Last week
Last week, GOLD had a continuation low move supported by an announcement that China holds only 1658 tonnes of gold in its official reserves. The unexpected announcement prompted selling in the Shanghai exchange overnight on Sunday and brought fear of further declines into the gold market. The price dropped $46.40 per ounce on closing from the prior week.
A large part of that decline resulted from an unusual trade at the opening of the Shanghai market Sunday night. In a period of thin trading, there was a massive dump of gold futures that drove the futures down $50 almost instantly. While gold rallied from those lows, the effect was to re-price the futures much lower. This is not a typical method of trading for anyone trying to exit a large position at the best price.
The intraday chart (below) shows how the trading accelerated outside of regular trading hours, which made them difficult to capture for North American traders who sleep at night. The price came back to Nat’s second support level briefly, before falling to her third support level later in the week.

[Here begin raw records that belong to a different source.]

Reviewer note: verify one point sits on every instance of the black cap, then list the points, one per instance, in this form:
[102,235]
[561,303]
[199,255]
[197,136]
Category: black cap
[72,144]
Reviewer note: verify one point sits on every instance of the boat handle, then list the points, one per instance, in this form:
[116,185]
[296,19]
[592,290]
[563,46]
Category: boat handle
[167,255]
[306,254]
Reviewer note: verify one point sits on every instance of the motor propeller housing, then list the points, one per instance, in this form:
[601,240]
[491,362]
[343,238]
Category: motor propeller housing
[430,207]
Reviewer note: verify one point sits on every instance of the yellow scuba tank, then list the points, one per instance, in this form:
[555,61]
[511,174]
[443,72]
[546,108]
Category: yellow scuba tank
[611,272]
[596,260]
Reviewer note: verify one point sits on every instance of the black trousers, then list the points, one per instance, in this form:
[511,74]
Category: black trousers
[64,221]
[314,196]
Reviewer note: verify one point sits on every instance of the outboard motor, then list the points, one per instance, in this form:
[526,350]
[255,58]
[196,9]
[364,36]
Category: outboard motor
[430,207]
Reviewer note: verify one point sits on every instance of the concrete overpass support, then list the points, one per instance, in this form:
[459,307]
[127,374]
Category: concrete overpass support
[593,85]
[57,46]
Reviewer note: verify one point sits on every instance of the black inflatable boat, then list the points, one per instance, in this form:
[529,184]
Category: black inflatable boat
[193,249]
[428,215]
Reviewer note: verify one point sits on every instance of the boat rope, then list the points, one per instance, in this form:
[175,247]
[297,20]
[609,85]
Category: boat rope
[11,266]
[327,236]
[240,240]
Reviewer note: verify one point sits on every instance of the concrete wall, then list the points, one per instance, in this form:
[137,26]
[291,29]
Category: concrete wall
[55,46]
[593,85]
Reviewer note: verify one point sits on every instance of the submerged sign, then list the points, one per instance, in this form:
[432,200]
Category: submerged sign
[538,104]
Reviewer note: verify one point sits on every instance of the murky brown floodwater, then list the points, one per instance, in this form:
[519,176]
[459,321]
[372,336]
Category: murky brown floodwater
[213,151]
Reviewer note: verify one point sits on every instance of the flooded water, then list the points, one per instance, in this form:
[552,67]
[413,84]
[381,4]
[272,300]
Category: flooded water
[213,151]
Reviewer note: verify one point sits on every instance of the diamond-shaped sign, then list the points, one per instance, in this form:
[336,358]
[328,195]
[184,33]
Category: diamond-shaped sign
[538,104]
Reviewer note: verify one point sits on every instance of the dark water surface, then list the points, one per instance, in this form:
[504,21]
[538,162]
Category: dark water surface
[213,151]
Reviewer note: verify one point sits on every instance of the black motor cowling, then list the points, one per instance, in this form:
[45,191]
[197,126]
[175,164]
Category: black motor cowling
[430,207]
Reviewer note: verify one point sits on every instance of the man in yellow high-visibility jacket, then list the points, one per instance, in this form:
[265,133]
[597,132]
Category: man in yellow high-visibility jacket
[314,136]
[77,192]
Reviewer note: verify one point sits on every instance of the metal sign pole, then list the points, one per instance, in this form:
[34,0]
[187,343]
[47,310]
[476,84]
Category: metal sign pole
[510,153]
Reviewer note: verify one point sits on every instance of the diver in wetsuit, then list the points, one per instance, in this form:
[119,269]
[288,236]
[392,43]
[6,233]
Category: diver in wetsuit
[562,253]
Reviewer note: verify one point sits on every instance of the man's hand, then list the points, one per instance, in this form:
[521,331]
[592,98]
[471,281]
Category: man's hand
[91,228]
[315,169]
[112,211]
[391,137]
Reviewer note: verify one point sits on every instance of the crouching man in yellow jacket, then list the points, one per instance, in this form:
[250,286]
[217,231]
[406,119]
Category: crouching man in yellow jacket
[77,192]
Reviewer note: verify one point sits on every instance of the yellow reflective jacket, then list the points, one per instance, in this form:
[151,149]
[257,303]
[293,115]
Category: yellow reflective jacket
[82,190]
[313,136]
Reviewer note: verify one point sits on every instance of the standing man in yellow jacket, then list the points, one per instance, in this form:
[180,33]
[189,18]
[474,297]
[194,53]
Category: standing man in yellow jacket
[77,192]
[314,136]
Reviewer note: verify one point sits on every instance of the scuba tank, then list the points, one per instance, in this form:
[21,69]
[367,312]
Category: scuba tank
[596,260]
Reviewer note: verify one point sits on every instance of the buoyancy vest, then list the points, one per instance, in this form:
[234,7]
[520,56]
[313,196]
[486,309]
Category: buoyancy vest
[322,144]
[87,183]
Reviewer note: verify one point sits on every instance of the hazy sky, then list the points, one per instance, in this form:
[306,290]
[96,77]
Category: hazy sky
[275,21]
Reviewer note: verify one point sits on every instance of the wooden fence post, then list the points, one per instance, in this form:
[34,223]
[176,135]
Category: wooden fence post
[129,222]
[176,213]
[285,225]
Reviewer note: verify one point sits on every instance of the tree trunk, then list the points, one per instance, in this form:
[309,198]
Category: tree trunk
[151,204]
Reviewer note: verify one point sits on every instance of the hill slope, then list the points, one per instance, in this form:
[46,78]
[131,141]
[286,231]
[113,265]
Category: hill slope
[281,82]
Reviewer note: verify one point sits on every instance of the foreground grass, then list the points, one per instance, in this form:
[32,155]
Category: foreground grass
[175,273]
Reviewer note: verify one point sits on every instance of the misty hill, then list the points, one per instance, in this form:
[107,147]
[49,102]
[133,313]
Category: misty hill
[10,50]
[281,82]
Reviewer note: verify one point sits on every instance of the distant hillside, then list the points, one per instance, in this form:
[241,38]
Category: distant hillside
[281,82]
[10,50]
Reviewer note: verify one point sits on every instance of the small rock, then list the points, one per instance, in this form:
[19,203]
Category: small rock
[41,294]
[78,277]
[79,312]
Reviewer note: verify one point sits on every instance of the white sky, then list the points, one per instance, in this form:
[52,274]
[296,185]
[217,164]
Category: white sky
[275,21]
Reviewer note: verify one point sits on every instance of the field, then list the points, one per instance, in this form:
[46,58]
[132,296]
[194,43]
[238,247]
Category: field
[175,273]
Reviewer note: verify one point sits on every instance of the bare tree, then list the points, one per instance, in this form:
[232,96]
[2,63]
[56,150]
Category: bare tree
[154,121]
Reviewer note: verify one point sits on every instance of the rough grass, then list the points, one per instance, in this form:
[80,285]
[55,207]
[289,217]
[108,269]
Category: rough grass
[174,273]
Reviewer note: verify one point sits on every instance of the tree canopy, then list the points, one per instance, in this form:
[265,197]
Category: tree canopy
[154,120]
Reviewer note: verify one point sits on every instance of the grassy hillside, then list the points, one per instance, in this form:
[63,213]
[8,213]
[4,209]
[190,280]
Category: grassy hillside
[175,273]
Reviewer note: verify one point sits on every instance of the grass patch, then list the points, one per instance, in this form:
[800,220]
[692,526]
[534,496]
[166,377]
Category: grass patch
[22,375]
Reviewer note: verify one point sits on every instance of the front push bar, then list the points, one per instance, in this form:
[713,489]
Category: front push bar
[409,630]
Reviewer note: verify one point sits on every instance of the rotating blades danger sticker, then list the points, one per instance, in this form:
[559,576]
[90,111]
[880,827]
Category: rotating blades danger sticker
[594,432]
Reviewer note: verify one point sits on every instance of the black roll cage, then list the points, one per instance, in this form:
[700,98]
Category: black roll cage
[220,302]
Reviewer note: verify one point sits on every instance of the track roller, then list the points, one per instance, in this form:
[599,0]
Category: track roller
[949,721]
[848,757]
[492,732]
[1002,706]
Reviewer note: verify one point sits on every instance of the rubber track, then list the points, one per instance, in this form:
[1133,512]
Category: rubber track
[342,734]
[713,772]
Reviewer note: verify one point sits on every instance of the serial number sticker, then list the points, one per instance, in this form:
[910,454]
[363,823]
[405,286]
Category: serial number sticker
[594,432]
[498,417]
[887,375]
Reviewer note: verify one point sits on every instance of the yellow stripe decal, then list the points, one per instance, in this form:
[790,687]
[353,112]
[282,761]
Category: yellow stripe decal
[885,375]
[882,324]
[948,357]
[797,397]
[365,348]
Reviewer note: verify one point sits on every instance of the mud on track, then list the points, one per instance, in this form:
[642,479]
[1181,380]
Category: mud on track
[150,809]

Traders who took her third support as a buy entry made a nice profit on Friday, but we are treating that mainly as an oversold bounce. Here’s the annotated intraday chart.
This week
Gold is cyclical commodity, with a normal life cycle. It is also a hedge product. When there is a big financial crisis or war threatens the global financial system, gold comes alive. The rest of the time, it is treated as a reserve and used to support the local currency.
Following the Lehman Bros. crash that triggered the financial crisis of 2008, gold broke the 2008 high ($1033.90) in Oct, 2009, and went straight up to $1923.70 within 24 months. That was primarily hedging activities driving the price up, not some intrinsic change in the value of gold. It represented a premium caused by fear and uncertainty, and weakening confidence in fiat currencies.
As the perceived threat receded, especially the threat to the stability of US banks, so did the price of gold. The price has been retracing since 2012, and is now approaching the breakout level from 2008-2009. So what happens next?
Member content
Here is the member content for the week of July 27. Download the full analysis here: 150727-gold-plan
Long term: In the long run, the range from $1045 to $770 is the consolidation area for the next several years, the area where long-term investors will accumulate positions to prepare for the next cyclical rally.
Intermediate term: $1250-$1350 will be a major resistance zone. As long as the price stays below that level the trend is down. It is likely for GOLD to stay below that resistance until the consolidation move completes.
Short term: It is six months since gold made a high at $1307.80 in January 2015. It has an extremely oversold condition in all short time-frames. At some point the traders who got short this year at the $1300-$1250 zone will take their profits above or around $1045-$1235, perhaps this week, and the price will bounce a bit.
But as long as the price stays under the $1200 level, the behavior we see will be typical of trading, as opposed to investing; buying at the lows and selling at the highs until GOLD reaches its long-term downside target.
Caveat: In the short term the price of gold is driven by the news of the day. If here is some new or revived crisis du jour that captures attention – Syria, the Ukraine, Greece, a fallen financial giant – all bets on the downside are off. Greece crashed and burned and the price of gold scarcely trembled; but the next crisis will likely have a different outcome.